Mute Schimpf doesn’t want to eat American chicken. That’s because most U.S. poultry is chilled in antimicrobial baths that can include chlorine to keep salmonella and other bacteria in check. In Europe, chlorine treatment was banned in the 1990s out of fear that it could cause cancer.
"In Europe there is definitely a disgust about chlorinated chicken," says Schimpf, a food activist with Friends of the Earth Europe, an environmental group.
The chlorine vs. no chlorine debate has come up a lot recently in the context of a massive trans-Atlantic trade agreement. This week, negotiators from Europe and the U.S. are meeting in Washington for a seventh round of talks aimed at creating the Transatlantic Trade and Investment Partnership, or TTIP.
…The EU…operates on the precautionary principle, a kind of abundance of caution when it comes to any substance that enters your body.
"In Europe, their efforts to control foodborne illness is all in the live bird.
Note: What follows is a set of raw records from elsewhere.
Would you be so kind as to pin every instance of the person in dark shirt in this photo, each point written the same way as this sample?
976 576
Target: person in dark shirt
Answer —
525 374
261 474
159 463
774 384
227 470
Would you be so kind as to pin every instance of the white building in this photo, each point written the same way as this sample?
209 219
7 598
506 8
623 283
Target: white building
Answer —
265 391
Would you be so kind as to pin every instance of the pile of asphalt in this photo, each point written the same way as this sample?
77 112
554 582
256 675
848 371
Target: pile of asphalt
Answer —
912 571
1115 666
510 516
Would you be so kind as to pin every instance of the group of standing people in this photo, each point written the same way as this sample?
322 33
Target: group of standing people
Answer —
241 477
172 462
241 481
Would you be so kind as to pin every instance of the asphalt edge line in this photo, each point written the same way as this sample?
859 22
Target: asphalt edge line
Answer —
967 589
For example, the grandparent stock, the breeder stock that makes the egg of the chicken we eat eventually — all of those flocks of chicken are tested regularly for salmonella," Russell says. If any of these chickens test positive, farmers have to get rid of the entire flock.
With this method, Europeans have reduced salmonella in their chicken to just 2 percent, Russell says, but the process took 20 years.
Europeans have pushed for some of the toughest food-safety standards in the world. They want to eat fresh chicken that’s air-chilled rather than dumped in chlorinated water tanks, says Cees Vermeeren, who manages the European Association of Poultry Processors and Poultry Trade.
"The main principle of the European food policy is a farm-to-fork approach, and you may say that is fundamentally different from what’s happening outside Europe in many places," Vermeeren says.
That strict food policy makes poultry production more expensive. A study by Wageningen University in the Netherlands found it takes about a dollar in Europe to produce a pound of chicken, compared with less than 80 cents in America.
Over 120 countries accept the U.S. processing method, says James Sumner, the president of the U.S.A. Poultry and Egg Export Council. It’s cheaper, he says, and Europe doesn’t want U.S. competition. “If the truth were to be known, that’s the real reason they don’t want us there, and chlorine is a convenient excuse,” he says.
I wonder if that last statement is biased at all………*mcheewww*
Regardless of whether or not its a little bit of chlorine or a lot of chlorine I think European activists are within their right to not want our chicken welcomed into their country. The article says it took 20 years to put current policies into place so why would they want them reversed or undermined by a cheaper option? I think they are right to protect something they have worked so hard for. It troubles me that we’re not more outraged in this country about some of the practices that are allowed in the name of food safety. Wasn’t the whole "Pink Slime" debacle about food safety? This April when news broke that Europe had banned American apples, it scared me! Not because I automatically jump to the conclusion that everything Europe does is right and should be replicated, but the fact that so FEW questions were asked after the fact. Why aren’t we more curious about our food and what is done to it before it reaches our plates?